Ancora oggi, una volta l’anno, per la festa delle arance, i Mā’ohi si arrampicano sugli altipiani per ridiscenderne carichi di frutti. Gli aranci piantati dai missionari a livello del mare non sono sopravvissuti ai parassiti dei tropici, mentre si sono salvati quelli in montagna. I portatori abituali sfoggiano una gobba di grasso, segno lasciato dal pesante giogo del bastone, ben in equilibrio per non far scivolare nelle scarpate l’uomo che lo trasporta.
(Che fine fa la frutta con la quale si corre? Be’, proprio ora sto mangiando una delle banane!)
Tocca poi al tirassegno: gli atleti riescono a colpire una noce di cocco in cima a un palo… e ci riescono in tanti, come dimostrano i numerosi giavellotti bene infissi nel legno del frutto. È tutta questione di testa: il lancio va accompagnato con un sibilo tra i denti appena percettibile e con la forza del pensiero. Sono belli, vestiti di solo pareu mentre si sfidano, dardo dopo dardo.

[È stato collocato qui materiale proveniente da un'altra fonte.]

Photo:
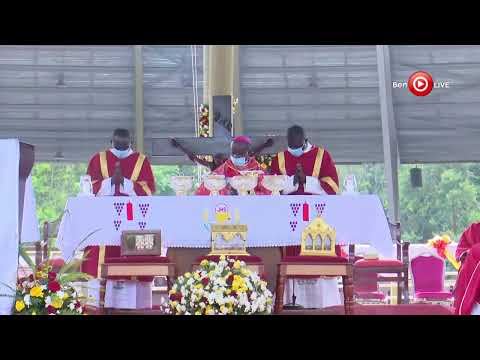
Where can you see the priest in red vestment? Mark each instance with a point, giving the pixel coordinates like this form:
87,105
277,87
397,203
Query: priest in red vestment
467,287
239,161
311,171
120,171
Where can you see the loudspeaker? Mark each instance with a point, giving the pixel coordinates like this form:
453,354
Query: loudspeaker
416,177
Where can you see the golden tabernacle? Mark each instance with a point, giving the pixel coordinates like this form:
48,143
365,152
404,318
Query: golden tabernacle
318,239
229,239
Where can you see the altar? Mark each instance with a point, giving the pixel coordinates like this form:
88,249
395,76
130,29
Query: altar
185,221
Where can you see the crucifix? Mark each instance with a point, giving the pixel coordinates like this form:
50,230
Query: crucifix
223,117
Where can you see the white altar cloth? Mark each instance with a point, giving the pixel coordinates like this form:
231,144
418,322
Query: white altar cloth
184,220
9,162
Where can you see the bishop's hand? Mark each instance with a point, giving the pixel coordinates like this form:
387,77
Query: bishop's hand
117,178
300,176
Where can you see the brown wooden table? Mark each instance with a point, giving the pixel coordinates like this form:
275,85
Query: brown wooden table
132,270
291,269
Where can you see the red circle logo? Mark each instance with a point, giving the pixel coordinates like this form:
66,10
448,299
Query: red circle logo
420,83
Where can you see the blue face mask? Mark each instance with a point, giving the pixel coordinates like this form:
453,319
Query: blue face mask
242,161
121,154
296,152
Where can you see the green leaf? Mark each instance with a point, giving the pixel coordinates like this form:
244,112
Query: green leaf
26,258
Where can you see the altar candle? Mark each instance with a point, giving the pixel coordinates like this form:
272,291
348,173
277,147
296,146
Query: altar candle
129,211
305,212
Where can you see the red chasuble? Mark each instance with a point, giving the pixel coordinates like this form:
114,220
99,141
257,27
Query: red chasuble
467,287
135,167
317,163
229,170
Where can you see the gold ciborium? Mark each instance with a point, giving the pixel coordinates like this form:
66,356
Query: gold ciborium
245,182
275,183
214,183
181,184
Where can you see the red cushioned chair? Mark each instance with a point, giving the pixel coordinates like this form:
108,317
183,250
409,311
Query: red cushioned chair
398,266
428,273
294,265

Sollevamento pesi: le schiene si piegano sotto il gravame della pietra che va sollevata, appoggiata sulla spalla e tenuta in equilibrio con un braccio teso. Vince il più rapido. Il campione in carica è l’unico che riesce a sollevare un macigno di 160 chili, unto di mono’i tanto per complicare la presa. Eriatara Ratia, il gigante di Tubua’i, quest’anno ha sollevato in 4”27 una pietra di 150 chili… Dopo il concorso è riuscito a sollevarne una di 175 chili, davanti agli occhi attoniti degli spettatori!
E poi i cocchi, tanti cocchi, un sacco di cocchi: vince la prima squadra che riesca ad aprirli e a separare la polpa bianca dalla noce. Frenetica l’attività dei tre componenti: uno spacca con l’accetta mentre gli altri due scavano con l’apposito attrezzo.

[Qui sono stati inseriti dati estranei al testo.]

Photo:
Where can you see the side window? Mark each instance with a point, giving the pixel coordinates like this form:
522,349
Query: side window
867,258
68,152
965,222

La ciliegina del 2017 è stato il campionato mondiale di salita su palma da cocco, con partecipanti da Samoa e dalle Isole Cook. Proprio un Cook islander ha vinto, salendo velocissimo con ampi balzelloni in poco più di 5 secondi. Non ha partecipato alla gara Olivier Lenoir, capo del gruppo di danza Tahiti Ia Ruru-tu Noa, anche se ha corso con la frutta; era impegnato nella confezione dei costumi vegetali (quando ci si imbarca in un’avventura come la Heiva I Tahiti, il tempo non basta mai). Peccato perché è capace di arrampicarsi sulle palme come se fosse la cosa più naturale di questo mondo, “Anche mia madre ci sale”, mi racconta. “Per la competizione è facile, più difficile salire a lavorare, quando c’è vento e il tronco ondeggia… Non bisogna assolutamente soffrire di vertigini! E fare tanta attenzione, spesso capitano incidenti”. Per non parlare della discesa, non semplice anch’essa, poiché ci si può ferire se si scivola sulla corteccia.
La Heiva non è soltanto danza, ma offre la possibilità di ritrovarsi divertendosi con i giochi tradizionali.